Multivariate Covariate Shift — Part 3
Solving critical challenges of real-world model deployment.
Today’s post is the last one in our three-part multivariate covariate shift detection series. Read the first two posts here if you missed them:
Yesterday, we discussed an interesting technique to detect multivariate covariate shift in ML models.
To reiterate, the idea was based on data reconstruction, where in, we learn a mapping that projects the training data to low dimensions and then reconstructs the original data from the low dimensions.
Autoencoders can be used here:
They are neural networks that learn to encode data in a lower-dimensional space, and then decode the original data back.
How to use this model to detect covariate shift?
Consider we have deployed our model, and it is generating predictions on new data.
First, we can train an Autoencoder (or other suitable data reconstruction models) on the training data.
This way, the Autoencoder will capture the essence of our training data and its distribution.
Next, as new data is coming in and the model is making predictions, we can periodically determine the change in data distribution by finding the reconstruction loss on this new data using the Autoencoder model:
If the reconstruction loss is high, it indicates that the distribution has changed.
If the reconstruction loss is low, it indicates that the distribution is almost the same.
But the question is “How do we interpret reconstruction loss?”
For instance, if the reconstruction loss is 0.4 (say), how do we determine whether this is significant?
We need more context.
Let’s understand how we can solve this problem.
Background
Contrary to what many think, covariate shift happens gradually in ML models.
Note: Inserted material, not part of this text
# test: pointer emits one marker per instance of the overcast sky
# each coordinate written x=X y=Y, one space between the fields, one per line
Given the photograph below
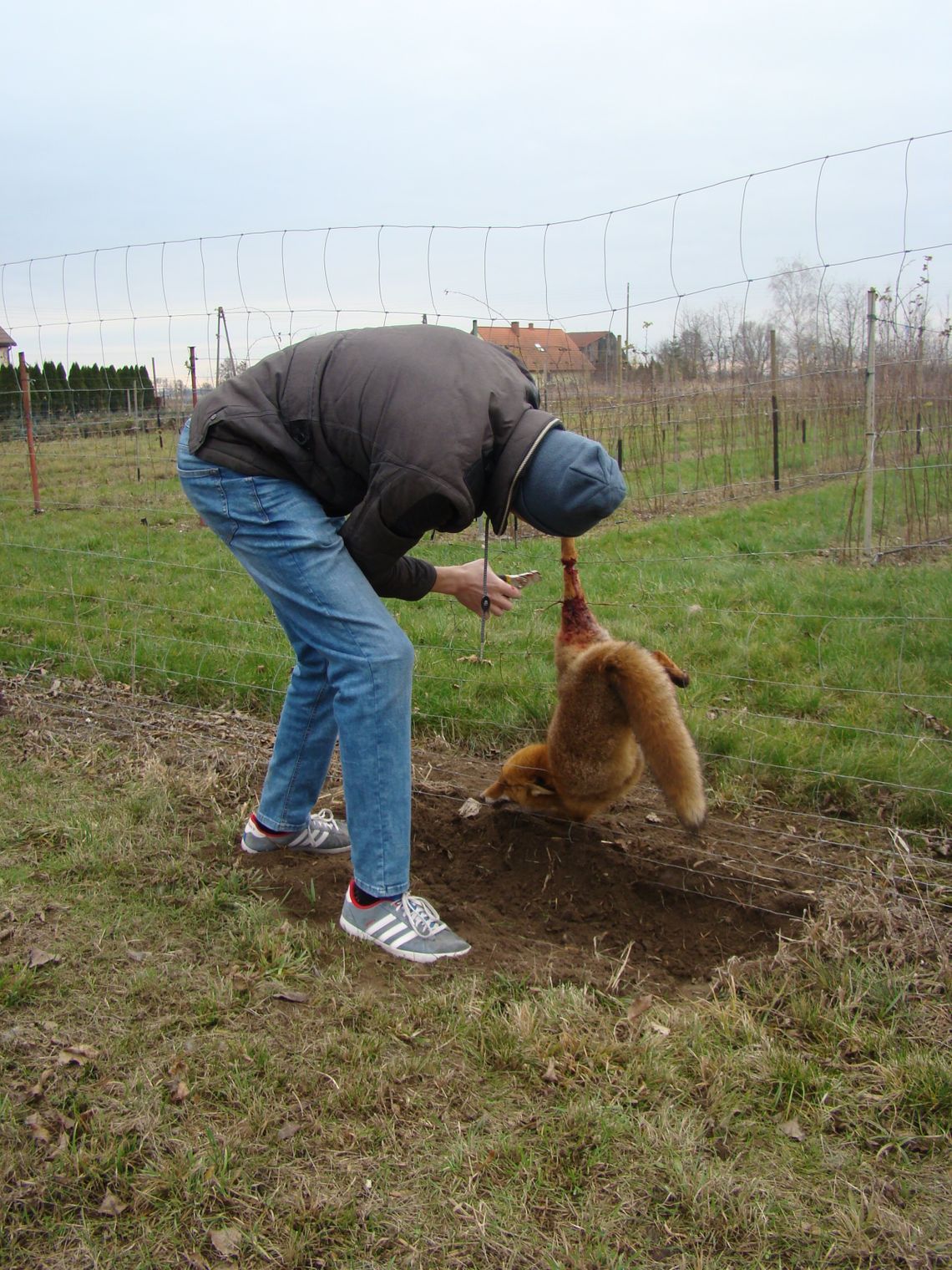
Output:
x=150 y=124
In other words, it is unlikely that our model is performing pretty well one day, and the next day, it starts underperforming DUE TO COVARIATE SHIFT.
Of course, abrupt degradation is possible but it is rarely due to covariate shift. Most of the time, it happens due to other issues like:
May be due to some compliance issue, the team has stopped collecting a feature. As a result, your model no longer has access to a feature you trained it with.
Or may be there were some updates to the inference logic which was no thoroughly tested.
and more.
But performance degradation happens gradually due to covariate shift.
And in that phase of performance degradation, we must decide to update the model at some point to adjust for distributional changes.
While data reconstruction loss is helpful in deciding model updates, it conveys very little meaning alone.
Simply put, we need a baseline reconstruction loss value to compare our future reconstruction losses.
So here’s what we can do.
Let’s say we decided to review our model every week.
After training the model on the gathered data:
We determine our baseline reconstruction score using the new data gathered over the first week in the post-training phase.
We use this baseline score to compare future losses of every subsequent week.
A high difference between reconstruction loss and the baseline score will indicate a covariate shift.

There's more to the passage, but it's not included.